Eu sei que estarei assumindo a responsabilidade de participar e contribuir na reconstrução administrativa, judicial, política e estrutural do Poder Judiciário e na organização das eleições presidenciais de 2012, que sempre são muito tensas. A cooperação será um difícil, mas prazeroso, desafio. Portanto , mais do que meras palavras, mergulhar na realidade do Timor-Leste será uma oportunidade ímpar. Ademais, ser solidário com quem muito necessita é agir e trabalhar sem egoísmo. Terei que tentar transferir toda a vivência sobre o Judiciário na tentativa de fazer o que for melhor para agregar valores e transmitir conhecimentos. Penso que os povos e a vida não oferecem fronteiras para quem deseja auxiliar e se dedicar a boas causas. Aliás, recebe-se em troca conhecimentos inovadores e profundas experiências, qualquer que seja a missão.
Quanto ao idioma, qual é o predominante nos processos judiciais no Timor-Leste ?
Pelas informações que obtive com magistrados, procuradores da república e defensores brasileiros que lá trabalharam, embora o tétum e o português sejam as línguas oficiais do país, os processos de um modo geral são escritos em português, de forma predominante. Isso porque o tétum - que é uma língua nativa - não possui variedade de palavras com significados jurídicos. Mas sei que na rua e no trabalho ainda há quem só fale indonésio ou o inglês. O português talvez seja falado por cerca de 25% da população. Soube que existem também mais de 20 línguas nativas diferentes, faladas nas aldeias das montanhas. Outra curiosidade é que 95% da população é católica, portanto cristã, embora seja um país asiático.
O Timor-Leste tem apenas 11 anos de independência. Ele já tem suas leis básicas?
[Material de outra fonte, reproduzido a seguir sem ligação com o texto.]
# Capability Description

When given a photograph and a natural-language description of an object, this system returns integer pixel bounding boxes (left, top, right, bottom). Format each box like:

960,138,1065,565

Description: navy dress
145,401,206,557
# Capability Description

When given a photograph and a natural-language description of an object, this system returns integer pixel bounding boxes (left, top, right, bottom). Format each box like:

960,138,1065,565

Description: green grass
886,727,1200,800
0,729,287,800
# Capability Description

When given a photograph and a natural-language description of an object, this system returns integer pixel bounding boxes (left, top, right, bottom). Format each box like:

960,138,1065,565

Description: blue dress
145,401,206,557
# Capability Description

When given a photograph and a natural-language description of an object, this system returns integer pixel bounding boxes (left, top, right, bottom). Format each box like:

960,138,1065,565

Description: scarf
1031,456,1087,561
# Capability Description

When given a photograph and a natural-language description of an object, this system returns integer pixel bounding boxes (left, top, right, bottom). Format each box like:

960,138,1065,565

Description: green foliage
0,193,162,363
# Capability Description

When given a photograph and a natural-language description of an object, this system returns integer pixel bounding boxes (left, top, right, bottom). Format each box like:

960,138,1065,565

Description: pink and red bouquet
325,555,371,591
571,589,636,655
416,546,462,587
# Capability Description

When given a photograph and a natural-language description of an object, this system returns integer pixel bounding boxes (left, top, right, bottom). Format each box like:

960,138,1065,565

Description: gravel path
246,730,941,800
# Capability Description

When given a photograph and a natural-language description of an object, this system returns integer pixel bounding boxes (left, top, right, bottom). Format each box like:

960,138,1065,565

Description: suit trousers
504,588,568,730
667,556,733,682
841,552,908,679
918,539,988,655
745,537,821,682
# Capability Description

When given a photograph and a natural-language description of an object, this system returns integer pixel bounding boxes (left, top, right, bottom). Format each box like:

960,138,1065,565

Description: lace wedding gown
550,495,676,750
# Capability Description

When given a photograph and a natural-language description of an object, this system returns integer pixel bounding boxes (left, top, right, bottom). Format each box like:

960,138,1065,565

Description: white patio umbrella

Sim, após a independência e rompimento com a Indonésia, em 1999, e a elaboração da Constituição de 2002, já foram aprovados os principais códigos, faltando apenas o Código Civil, que já possui um anteprojeto em andamento. A cultura jurídica do Timor-Leste é bem próxima da dos portugueses por ter sido colônia portuguesa por mais de 400 anos. Em cooperação com a ONU, lá trabalham alguns juízes, defensores e promotores oriundos de Portugal, Angola, Moçambique, Guiné-Bissau e Cabo Verde, que são países com cultural jurídica aproximada da portuguesa. Mas não temos magistrados brasileiros atuando por lá desde 2008.
O que significa o Acordo de Cooperação Internacional articulado pela ONU entre Brasil e o Timor-Leste?
O acordo baseia-se na solidariedade entre os povos e permite que o Ministério das Relações Exteriores, em parceria com o Conselho Nacional de Justiça (CNJ), leve o Brasil a apoiar a reconstrução do poder judiciário do Timor-Leste, indicando nomes de magistrados e servidores da Justiça para serem selecionados, e também com a participação da Defensoria e do Ministério Público. A ideia é ser útil, servir, transferir e agregar valores, dando amplo auxílio e apoio àquele país. No meu caso, veio o convite para trabalhar como assessor da presidência da alta Corte do país, chamada Tribunal de Recursos, na capital Díli. Existem ainda mais quatro outros tribunais menores, na capital e no interior do país.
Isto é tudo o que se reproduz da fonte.